Conic sections refer to the curves formed by intersecting a plane with a double-napped cone. These intersections give rise to four primary types of curves: ellipses, parabolas, hyperbolas, and circles. Each of these shapes has unique properties and equations that describe them.

Ellipses, in particular, are closed curves that represent extended circles. They have some distinguishing features: they possess two axes of symmetry and two foci, which are central to their structure. These characteristics make ellipses important in various fields, such as astronomy, physics, and engineering.

When working with the equations of ellipses, especially those centered at the origin, we use the standard form equation:

• Horizontal ellipse: \( \frac{x^2}{a^2} + \frac{y^2}{b^2} = 1 \) where \( a > b \).
• Vertical ellipse: \( \frac{x^2}{a^2} + \frac{y^2}{b^2} = 1 \) where \( b > a \).

Understanding these distinctions helps in solving more intricate problems related to ellipses.

The foci (plural of 'focus') are two special points located along the major axis of an ellipse. The property of ellipses is that the sum of distances from any point on the ellipse to the two foci is constant. This property defines the shape and placement of the ellipse.

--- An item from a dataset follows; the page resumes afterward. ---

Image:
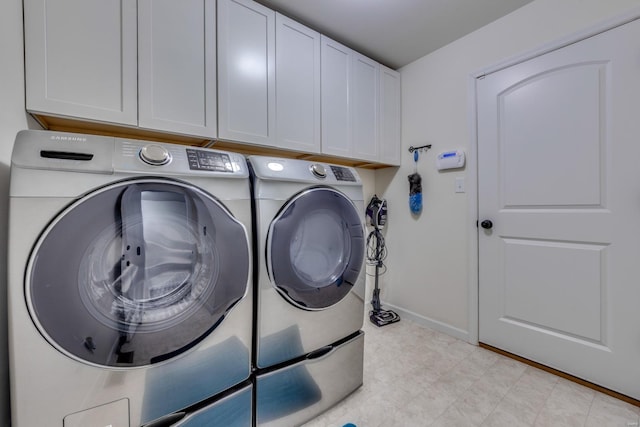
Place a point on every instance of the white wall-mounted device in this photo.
(450, 160)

The distance from the center to each focus is denoted as \( c \), and its relationship with the semi-axis lengths \( a \) and \( b \) is governed by the equation:

• For horizontal or vertical ellipses: \( c^2 = b^2 - a^2 \) (for vertical ellipses when \( b > a \)).

In our exercise, the focus is given at \((0,-2)\), indicating a vertical ellipse with the major axis along the \( y \)-axis.

Understanding the foci is crucial because it helps determine the nature and properties of the ellipse, including eccentricity, which measures how "stretched" the ellipse is.

In geometry, axes of symmetry are lines that divide a shape into two identical mirror-image halves. In ellipses, there are two axes of symmetry: the major axis and the minor axis.

The major axis is the longest diameter that runs through the foci. It defines the "length" of the ellipse, while the minor axis runs perpendicular to the major axis and represents the "width" of the ellipse.

For ellipses centered at the origin:

• A vertical ellipse has the \( y \)-axis as the major axis and the \( x \)-axis as the minor axis.
• A horizontal ellipse has the \( x \)-axis as the major axis and the \( y \)-axis as the minor axis.

In our example, the focus at \((0, -2)\) signifies that the major axis is along the \( y \)-axis. This symmetry is fundamental to comprehending the nature and graphing of ellipses.

The semi-axis lengths of an ellipse are half the lengths of the major and minor axes. They are denoted as \( a \) for the semi-major axis and \( b \) for the semi-minor axis.

These lengths are integral in forming the equation of the ellipse, \( \frac{x^2}{a^2} + \frac{y^2}{b^2} = 1 \). If our ellipse is vertical, as in this exercise, \( b \) (semi-major) is greater than \( a \) (semi-minor).

For our specific ellipse centered at the origin with a point at \((5,0)\) on its graph, we obtained:

• \( a = 5 \), since the point lies exactly \( 5 \) units from the center along the \( x \)-axis.
• To find \( b \), we use \( c^2 = b^2 - a^2 \), where \( c = 2 \), leading to \( b^2 = 29 \).

Accurate calculation of these lengths is crucial as it impacts the whole representation of the ellipse graphically and algebraically.